Llegaba tarde. Para variar. Iba caminando con la prisa de los nerviosos, escuchando música, observando las caras y pieles y cabellos de las personas con las que me cruzaba en calle Mármoles. Es una de las cosas que más me interesa del caminar: observar a las personas, observar cómo escriben, con cada paso, sus propios días sobre aceras que son como un folio en blanco. Cada paso, una palabra. Cada tramo, una idea. El pensar se hace en movimiento; la escritura, esa que araña y duele, sólo acontece cuando lo monolítico desaparece. Cuando nos ponemos en movimiento. La escritura de nuestros días.
Esta calle tiene mucho de territorio indómito, de calle que se reinventa cada noche y que se resiste a ser otra. Es una calle de barrio que se gusta y quiere. Sucia hasta decir basta, pero, incluso así, se quiere. Era eso o entregarse de lleno – que algo hay- a la cultura Airbnb, una cultura que te engaña haciéndote creer que tu vida irá a mejor, que la calle se llenará de gente guapa haciendo lo que los guapos y guapas hacen – si alguien sabe qué demonios es eso-, haciéndote sentir mal, de paso, por ser un chico o chica de barrio, por tener una talla que es todo un desafío para los personal shopper y por desear que las cosas, por un día, sean algo más parecidas al siglo XX y no a este tiempo en el que la soledad nos come a mordiscos y nadie sabe muy bien dónde meterse.
Lo que nunca dice esa cultura indeseable, de dinero rápido y pobreza larga -sea de la naturaleza que sea-, es que, de un día para otro, el mitad doble de toda la vida en tu cafetería de toda la vida se disparará hasta los tres euros y medio.

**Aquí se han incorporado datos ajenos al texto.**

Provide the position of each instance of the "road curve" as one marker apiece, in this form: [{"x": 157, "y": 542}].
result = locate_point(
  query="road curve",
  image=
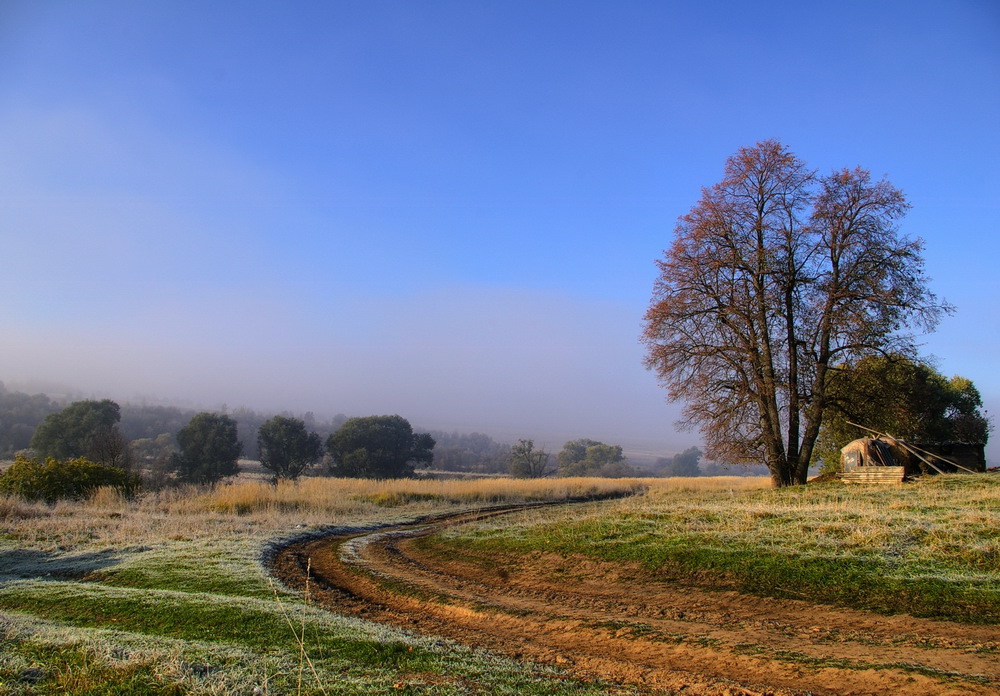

Eso justo antes de ir al súper a por el litro de aceite, mientras esperas para cruzar el paso de peatones y las notificaciones en tu dispositivo móvil caen como bombas racimo, pero sin trinchera ni zanja en la que guarecerse: el GIF del WhatsApp – «hoy puede ser un gran día»-; corazones verdes y corazones dorados y estrellas azules, en Tinder, que únicamente refuerzan lo que tú ya sabes, pero que no puedes decir en voz alta – él también está casado-; el DM de Twitter en el que, una vez más, te hablan sobre una novela autopublicada y que, antes de ser escrita, ya era una obra maestra, porque lo que tampoco se atreve a decir en voz alta el del DM es que la obra maestra, en realidad, es él. Por obra y gracia del narcisismo patológico de este tiempo. Y eso que todavía no hemos llegado al ecosistema de Instagram con mujeres que escriben y deciden enseñar sus tetas – pezones patrocinados por unicornios o estrellas sonrientes- para vender libros. Pero, sí, seguramente es una la que no sabe leer bien el signo de estos tiempos y el feminismo se me ha bajado a los talones. Supongo que en Facebook encontraremos todas las respuestas.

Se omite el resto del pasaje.